A second school based in Ypres fared better, with the Commission employees and their families living closer to the city, and at one point over ninety-five percent of the pupils attending the school were children of Commission staff.
4. Italian Liaison Officer
Count Guido Nobile Memmo was appointed as Italian Liaison Officer in Italy to help the Commission resume its work in the country after the Second World War ended.
Count Memmo’s well recognised position in Italian society, relationships with influential contacts, understanding of Italian horticulture and local conditions, and ability to negotiate affairs with the Italian Government were vital in re-establishing the Commission’s work in the country.

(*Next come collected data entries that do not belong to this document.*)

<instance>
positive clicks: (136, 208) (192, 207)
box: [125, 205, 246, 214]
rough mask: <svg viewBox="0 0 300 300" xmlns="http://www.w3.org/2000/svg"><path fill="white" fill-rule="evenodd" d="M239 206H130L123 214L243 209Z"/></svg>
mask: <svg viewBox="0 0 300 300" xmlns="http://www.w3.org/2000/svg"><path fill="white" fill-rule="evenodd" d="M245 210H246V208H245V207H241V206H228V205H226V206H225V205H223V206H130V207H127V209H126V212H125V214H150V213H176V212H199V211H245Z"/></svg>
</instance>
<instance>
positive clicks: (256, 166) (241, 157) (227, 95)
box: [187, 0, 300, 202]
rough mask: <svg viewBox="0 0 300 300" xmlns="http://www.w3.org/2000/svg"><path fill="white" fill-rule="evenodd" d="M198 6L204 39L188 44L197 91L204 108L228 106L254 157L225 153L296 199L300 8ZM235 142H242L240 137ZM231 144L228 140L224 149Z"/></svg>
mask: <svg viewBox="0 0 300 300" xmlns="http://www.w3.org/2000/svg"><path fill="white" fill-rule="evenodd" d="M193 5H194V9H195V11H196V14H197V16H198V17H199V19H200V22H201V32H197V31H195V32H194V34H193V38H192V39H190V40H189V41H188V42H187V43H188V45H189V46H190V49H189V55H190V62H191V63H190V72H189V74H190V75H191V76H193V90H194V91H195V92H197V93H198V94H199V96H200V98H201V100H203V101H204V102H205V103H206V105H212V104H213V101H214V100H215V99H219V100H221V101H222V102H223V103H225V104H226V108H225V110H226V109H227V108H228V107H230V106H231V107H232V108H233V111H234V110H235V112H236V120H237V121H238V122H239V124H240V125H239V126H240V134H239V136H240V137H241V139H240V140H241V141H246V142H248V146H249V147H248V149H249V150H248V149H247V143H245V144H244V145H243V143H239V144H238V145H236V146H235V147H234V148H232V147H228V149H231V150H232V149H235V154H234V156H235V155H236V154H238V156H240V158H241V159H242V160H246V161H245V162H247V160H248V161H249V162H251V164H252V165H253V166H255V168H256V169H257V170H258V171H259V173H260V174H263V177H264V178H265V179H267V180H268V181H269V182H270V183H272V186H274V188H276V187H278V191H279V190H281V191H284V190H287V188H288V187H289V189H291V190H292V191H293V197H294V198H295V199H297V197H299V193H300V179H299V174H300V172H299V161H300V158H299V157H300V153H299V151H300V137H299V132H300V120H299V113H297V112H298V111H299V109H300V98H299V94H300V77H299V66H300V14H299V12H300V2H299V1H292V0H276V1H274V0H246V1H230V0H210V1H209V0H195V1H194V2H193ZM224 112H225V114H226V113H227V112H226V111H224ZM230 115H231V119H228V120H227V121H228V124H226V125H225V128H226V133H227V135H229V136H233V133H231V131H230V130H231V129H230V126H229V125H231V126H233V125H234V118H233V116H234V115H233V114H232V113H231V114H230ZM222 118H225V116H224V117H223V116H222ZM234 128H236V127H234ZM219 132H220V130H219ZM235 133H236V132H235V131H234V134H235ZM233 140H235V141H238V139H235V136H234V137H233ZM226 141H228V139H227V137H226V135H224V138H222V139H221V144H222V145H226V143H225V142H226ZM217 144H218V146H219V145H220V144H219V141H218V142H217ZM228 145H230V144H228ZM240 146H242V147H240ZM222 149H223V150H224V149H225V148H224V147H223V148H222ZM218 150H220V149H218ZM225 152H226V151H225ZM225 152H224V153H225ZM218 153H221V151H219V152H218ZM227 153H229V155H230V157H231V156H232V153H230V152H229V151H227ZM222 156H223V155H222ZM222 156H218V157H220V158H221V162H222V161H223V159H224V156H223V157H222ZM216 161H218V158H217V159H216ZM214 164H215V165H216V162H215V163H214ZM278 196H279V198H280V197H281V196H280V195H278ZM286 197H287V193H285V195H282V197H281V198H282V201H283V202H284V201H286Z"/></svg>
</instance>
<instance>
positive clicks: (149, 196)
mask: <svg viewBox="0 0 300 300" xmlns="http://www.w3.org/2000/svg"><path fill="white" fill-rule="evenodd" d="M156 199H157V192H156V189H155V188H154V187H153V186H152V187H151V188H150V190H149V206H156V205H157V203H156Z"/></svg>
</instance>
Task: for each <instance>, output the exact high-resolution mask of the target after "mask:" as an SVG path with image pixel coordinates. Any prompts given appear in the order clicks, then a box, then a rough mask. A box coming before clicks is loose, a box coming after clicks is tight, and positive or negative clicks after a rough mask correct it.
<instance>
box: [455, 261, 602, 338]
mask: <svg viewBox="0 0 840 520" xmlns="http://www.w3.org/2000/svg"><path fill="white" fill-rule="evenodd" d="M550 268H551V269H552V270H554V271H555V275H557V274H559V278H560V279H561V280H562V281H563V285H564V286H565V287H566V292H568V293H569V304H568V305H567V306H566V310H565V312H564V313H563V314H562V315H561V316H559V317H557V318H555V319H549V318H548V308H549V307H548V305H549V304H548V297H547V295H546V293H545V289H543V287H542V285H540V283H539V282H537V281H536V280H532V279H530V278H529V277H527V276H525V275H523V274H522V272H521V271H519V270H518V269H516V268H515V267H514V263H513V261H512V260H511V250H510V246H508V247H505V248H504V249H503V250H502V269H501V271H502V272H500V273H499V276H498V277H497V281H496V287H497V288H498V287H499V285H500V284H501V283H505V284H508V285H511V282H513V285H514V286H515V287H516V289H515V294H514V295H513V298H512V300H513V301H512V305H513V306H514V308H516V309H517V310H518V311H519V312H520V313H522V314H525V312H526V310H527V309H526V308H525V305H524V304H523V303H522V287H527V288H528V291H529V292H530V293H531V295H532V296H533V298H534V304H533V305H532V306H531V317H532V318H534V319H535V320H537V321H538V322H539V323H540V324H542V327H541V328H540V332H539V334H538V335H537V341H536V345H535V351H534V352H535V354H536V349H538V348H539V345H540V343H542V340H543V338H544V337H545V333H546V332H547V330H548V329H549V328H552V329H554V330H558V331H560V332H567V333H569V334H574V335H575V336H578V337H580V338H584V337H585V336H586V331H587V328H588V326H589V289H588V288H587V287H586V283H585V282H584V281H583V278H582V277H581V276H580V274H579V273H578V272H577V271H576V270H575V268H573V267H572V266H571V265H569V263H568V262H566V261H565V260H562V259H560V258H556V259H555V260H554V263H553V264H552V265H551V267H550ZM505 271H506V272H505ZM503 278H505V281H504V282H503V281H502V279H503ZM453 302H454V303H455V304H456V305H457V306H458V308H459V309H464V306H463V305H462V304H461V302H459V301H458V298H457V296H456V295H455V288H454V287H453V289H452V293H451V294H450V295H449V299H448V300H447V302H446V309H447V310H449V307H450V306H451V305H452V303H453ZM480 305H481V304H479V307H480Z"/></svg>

Prior to his appointment as Italian Liaison Officer, Count Memmo held several other functions for the Commission, including Interpreter, Assistant Area Superintendent, and Secretary-General to the Anglo-Italian Committee. He is also noted for being the Commission’s sole representative in Italy in 1936 where he continued to maintain war cemeteries while Italy was an enemy power during the Second World War.
Chauffeurs and Drivers were vital to the Commission’s work as they transported building materials, the exhumed remains of soldiers for burial, and delivered headstones as cemeteries were being constructed. They also drove Commission personnel to sites all over the world to inspect cemeteries, attend unveiling ceremonies and other events, and even brought the children of Commission staff working in Ypres and Arras after the First World War to British schools that were built in each city.
This job was not limited to just men either as women such as Miss Constance Arthur and Miss Sicele O’Brien were appointed as Chauffeuses in 1919.
6. Motorboat Driver
Perhaps the idea of the Commission employing chauffeurs may not seem too far-fetched, but what about hiring someone to drive a motorboat?
In 1920, Tasman Malcolm Millington was appointed Motor Launch Driver and was made responsible for overseeing the Commission’s motorboats and water transport in the Dardanelles and Sea of Marmara (Turkey). This job was vital to the Commission’s early work of constructing cemeteries on the Gallipoli peninsular and co-ordinating the passage of materials and staff between Turkey and the islands of Lemnos, Imbros, Tenedos and Lesbos. Tasman would eventually take sole charge of the war cemeteries and memorials on Gallipoli in 1928 and spend more than 40 years working to maintain them.
7. Canteen Staff
In April 1939, well before the start of the Second World War, Fabian Ware and the Commission had already made plans to move its main office from London to Wooburn House near High Wycombe in the event of an emergency to ensure the safety of its staff and records.
The Commission hired a variety of staff in the new canteen, such as Mr. R.J. Ingham and Mrs. W.P. Ingham, a married couple who served as Manager and Cook between 1948 and 1949, and Mrs. Daphne Joan Davenport who was appointed as an Attendant in 1953. There were even plans to extend the canteen and to add a hostel as the Commission looked to recruit more employees in order to continue its work following the end of the war.